Setting, Meeting Financial Goals

When you were making those New Year's resolutions, you may have thought about some financial goals for 2007 and beyond.

On The Early Show Tuesday, radio host and financial adviser Dave Ramsey offered advice on making some changes in your financial life designed to set, and reach goals.

It all begins with planning.

You may think you set goals for the new year but, according to Ramsey, your goals could actually just be dreams. The problem is that dreams are wishes that seldom, if ever happen; they are fun, but they don't get you anywhere.

Vision, on the other hand, means having a clear picture of what you want, and being determined to make it happen.

Goals are the very practical building blocks that make visions come true.

For example, a dream would be to have no financial worries. A vision might be to become a millionaire. A goal, to pay off debt. A method, to contribute to your 401(k).

"The sad thing is that few people have goals and so few people convert their vision into action," Dave writes in his February 2002 book, "More Than Enough."

To read excerpts, click here.

Ramsey says it's important to set goals in all areas of your life — financial, social, family, etc. It's OK to be working on multiple goals at once, he says, as long as you follow through with them. Notice he doesn't say as long as you achieve the goals. He believes that once you've set a goal, you can't really fail unless you give up. As long as you're working toward the goal, you're improving your life, and that's what's important.

It's clear that Ramsey feels strongly about goals, because he asks everyone in his office to set a goal when they begin working with him, as he explains in "More Than Enough."

"At our office," he writes, "our team members are required to memorize and take into their gut our mission statement. They must chew it and swallow it down because our mission statement is the core vision of who we are. But we don't stop there. Every member of the team is required to have a personal mission statement that he writes down and which is kept is in his personnel file. Once a team member has the company and personal vision set, then we require personal goals showing how he will play his vision out in the real world. ... I do not set goals for our team, ever. They set their own goals, and the passion that flows from their shared vision has created a team of people pulling together with an intensity that is incredible."

Each year, Ramsey presents goal-setting and achieving ideas in a speech to his staff. He talks about the importance of goals and how to go about setting them. And he says that, each year, he'll have one or two people quit after they hear the speech, because they realize their current job isn't helping them meet their personal goals.

All goals are not created equal, Ramsey stresses. What makes a good goal? How do you know that a goal can be achieved?

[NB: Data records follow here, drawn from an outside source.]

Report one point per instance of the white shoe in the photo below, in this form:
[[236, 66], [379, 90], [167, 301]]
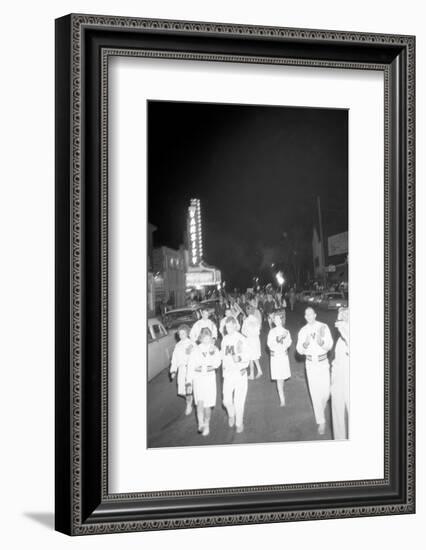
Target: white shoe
[[206, 430]]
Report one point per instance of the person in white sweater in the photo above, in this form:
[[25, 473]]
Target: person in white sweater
[[179, 364], [235, 361], [222, 324], [251, 330], [201, 378], [278, 342], [314, 341]]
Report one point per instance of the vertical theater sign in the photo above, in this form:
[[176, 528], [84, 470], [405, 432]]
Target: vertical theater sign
[[199, 275]]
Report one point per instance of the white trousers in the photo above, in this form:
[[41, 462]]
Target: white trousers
[[339, 398], [234, 395], [318, 374]]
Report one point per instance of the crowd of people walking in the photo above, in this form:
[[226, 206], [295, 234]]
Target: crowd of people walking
[[233, 344]]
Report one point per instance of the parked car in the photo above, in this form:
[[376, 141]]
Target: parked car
[[303, 296], [185, 315], [161, 343], [333, 300]]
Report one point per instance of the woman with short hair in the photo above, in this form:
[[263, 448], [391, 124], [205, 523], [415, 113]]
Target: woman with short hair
[[279, 340]]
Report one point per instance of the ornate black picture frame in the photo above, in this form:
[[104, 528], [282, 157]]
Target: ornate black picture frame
[[83, 45]]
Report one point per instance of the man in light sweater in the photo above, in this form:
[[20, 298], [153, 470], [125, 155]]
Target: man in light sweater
[[314, 341], [235, 362]]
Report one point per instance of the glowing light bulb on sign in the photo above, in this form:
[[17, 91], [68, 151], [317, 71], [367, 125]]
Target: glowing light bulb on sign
[[195, 243]]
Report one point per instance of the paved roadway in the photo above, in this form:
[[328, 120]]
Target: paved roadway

Ramsey says all goals must:

1. Be yours: They can't be somebody else's goals for you (for instance, a financial planner saying you need to save for retirement). They shouldn't be another person's ideas or suggestions. You must own the goal.

2. Be Specific: Enough said.

3. Be Measurable: If you're making a financial goal, it's easiest to measure your progress if you have a specific number in mind: "I'll pay off $10,000 worth of debt this year; I'll send $300 to my credit cards each month; I'll save $250 for my child's college fund each month," etc.

4. Have a Time Limit: Decide you are going to accomplish your goal in a week, a month, or a year. Any limit is fine, you just need to have a finish line. That enables you to back into your goal and figure out exactly what you need to do, when. For instance, do you want to pay off your debt of $1,000 in a year, or 10 years? That limit will certainly affect the goal you set.

Once you start working on your goals, you might find you need to lower or increase your expectations, and it's perfectly acceptable to alter your goals at any point. If your goals become unrealistic, you're not going to achieve them; you will feel stuck and quit.

And, Ramsey stresses, it really is important to write your goals down. A study of Harvard graduates found that after two years, the three percent who had written goals achieved more financially than the other 97 percent combined!